I was once quite impressed with the Pirate sub-theme and while it seems their last best year was probably 1993, subsequent years' models have still shown signs of possible promise but on the whole I've been sadly disappointed with the offerings. In an attempt to raise my spirits I took a chance and picked up 6281 Perilous Pitfall with hopes of finding some good points to the current models. I wanted to see what kind of alternate models I could make and I have had some fairly good results (padding this with other small sets).
The land layout of this set is that of an "L" shaped inlet with what first looks like a dock structure (reached by way of a small bridge), but closer inspection reveals the dock structure to actually be the remnants of a sunken ship. Outlines of what was a deck and prow with a mast sticking out of the water give the ship just enough characteristics to let you know what it is supposed to be. Personally, I like the idea of using the partially sunken ship for part of the inlet structure. I like it much more than the other "shipwreck" sets we have seen lately that seem to be just a bunch of pieces scattered here and there. The land section features two small building structures, one is a wooden shack while the other is a two-level stone structure with a small prison cell on the first level and a second level treasure chamber. A short but wide walkway leading to the second story stone structure is so constructed that putting pressure on the walkway will release a large round stone to come rolling down on intruders. If you manage to escape that trap, once inside to grab the crown, the floor has a built-in trapdoor which can drop would-be stealers down into the prison cell below (or alligator cage if you prefer no survivors). Both traps set up well without being set off prematurely.

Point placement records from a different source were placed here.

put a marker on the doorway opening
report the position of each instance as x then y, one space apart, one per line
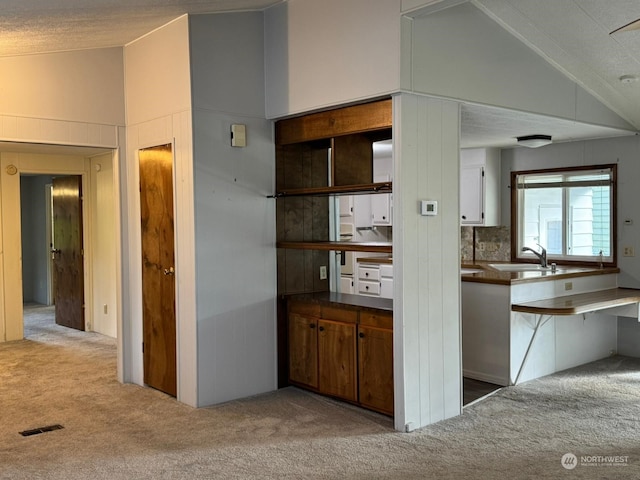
53 247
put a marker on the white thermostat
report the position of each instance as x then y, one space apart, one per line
428 207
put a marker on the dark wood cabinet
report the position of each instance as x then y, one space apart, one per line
375 368
342 351
337 359
303 350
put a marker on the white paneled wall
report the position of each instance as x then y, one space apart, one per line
427 332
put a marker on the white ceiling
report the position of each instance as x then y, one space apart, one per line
571 34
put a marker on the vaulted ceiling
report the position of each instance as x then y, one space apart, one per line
573 35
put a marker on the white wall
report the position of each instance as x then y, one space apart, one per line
103 245
332 52
235 221
461 53
158 101
79 86
426 322
623 151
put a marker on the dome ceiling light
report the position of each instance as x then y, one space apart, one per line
534 141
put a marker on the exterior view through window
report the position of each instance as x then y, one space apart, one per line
569 212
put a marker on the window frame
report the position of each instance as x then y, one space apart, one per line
518 256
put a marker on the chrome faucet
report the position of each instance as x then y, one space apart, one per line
542 256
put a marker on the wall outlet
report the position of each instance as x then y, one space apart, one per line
323 272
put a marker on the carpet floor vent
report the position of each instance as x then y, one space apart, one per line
37 431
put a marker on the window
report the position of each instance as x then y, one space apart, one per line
570 212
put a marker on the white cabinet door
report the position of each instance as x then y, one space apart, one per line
386 287
346 206
381 205
346 284
480 187
471 198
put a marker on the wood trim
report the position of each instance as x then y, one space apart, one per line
380 187
342 121
580 303
379 247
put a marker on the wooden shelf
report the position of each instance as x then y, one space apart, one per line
381 187
377 247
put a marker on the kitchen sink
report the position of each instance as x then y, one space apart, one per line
519 267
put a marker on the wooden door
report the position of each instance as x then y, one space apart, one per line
337 359
67 251
375 368
158 285
303 350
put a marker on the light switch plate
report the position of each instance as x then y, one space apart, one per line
428 207
238 135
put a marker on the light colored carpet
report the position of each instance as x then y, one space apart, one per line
115 431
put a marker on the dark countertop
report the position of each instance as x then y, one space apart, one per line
491 275
361 301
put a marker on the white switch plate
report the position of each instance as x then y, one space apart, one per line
238 135
323 272
428 207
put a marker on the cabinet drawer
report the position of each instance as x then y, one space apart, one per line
339 314
304 308
369 273
377 319
386 271
369 288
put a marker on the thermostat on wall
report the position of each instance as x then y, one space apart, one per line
428 207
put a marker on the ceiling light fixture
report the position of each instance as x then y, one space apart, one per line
629 78
534 141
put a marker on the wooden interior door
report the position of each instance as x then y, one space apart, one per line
158 281
67 251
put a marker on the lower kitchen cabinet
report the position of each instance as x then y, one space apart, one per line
337 359
303 350
375 368
344 352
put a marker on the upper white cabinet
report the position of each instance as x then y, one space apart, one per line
480 187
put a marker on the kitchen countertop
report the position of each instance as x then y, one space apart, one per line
385 260
361 301
491 275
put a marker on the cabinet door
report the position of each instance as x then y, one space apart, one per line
303 350
375 368
337 359
346 284
381 204
471 191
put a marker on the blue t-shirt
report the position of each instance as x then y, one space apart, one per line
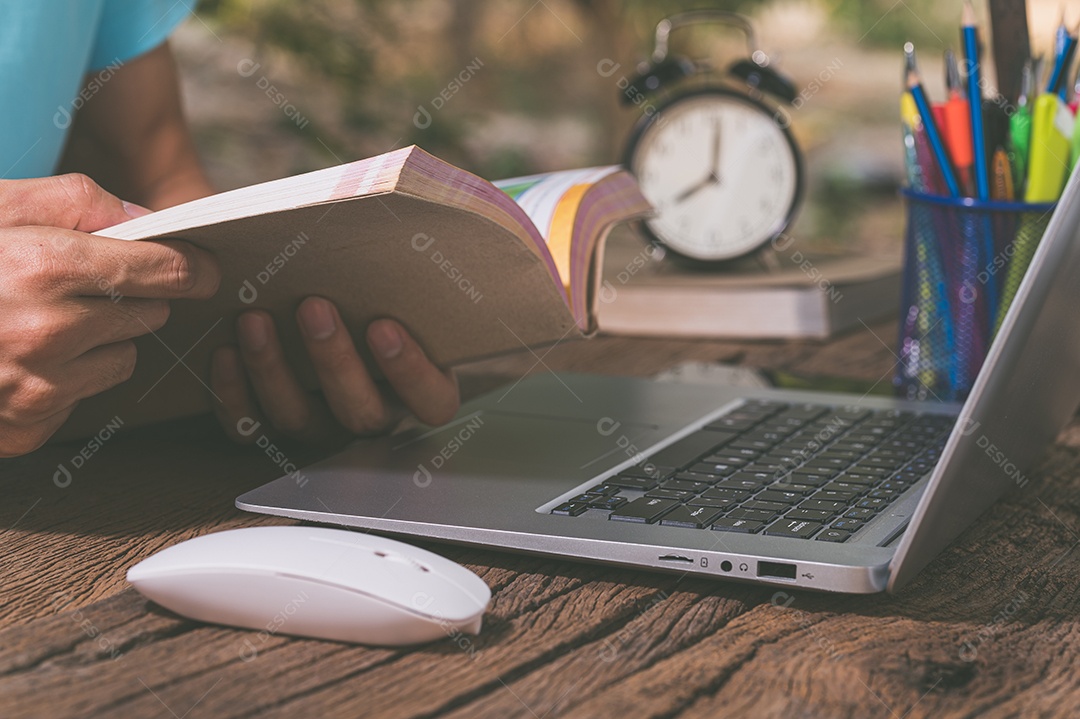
55 55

The set comes with six mini-figures including three pirates, two Spanish soldiers and a skeleton.
Some parts that make set worth purchasing (at least at a discounted price) are the brown wall sections, 4x4 crescent bricks in grey (make the rolling boulder look like a giant cookie), the king's crown (definitely unique to Pirate sets) and wide-leaf plants that don't stick to bricks very well (but they stick on top of each other just great!).
I wouldn't run out and pick this set up today, but watch for it at clearance time (almost no one is buying these sets) and get it at a good discount price for lots of bricks and a goofy baseplate.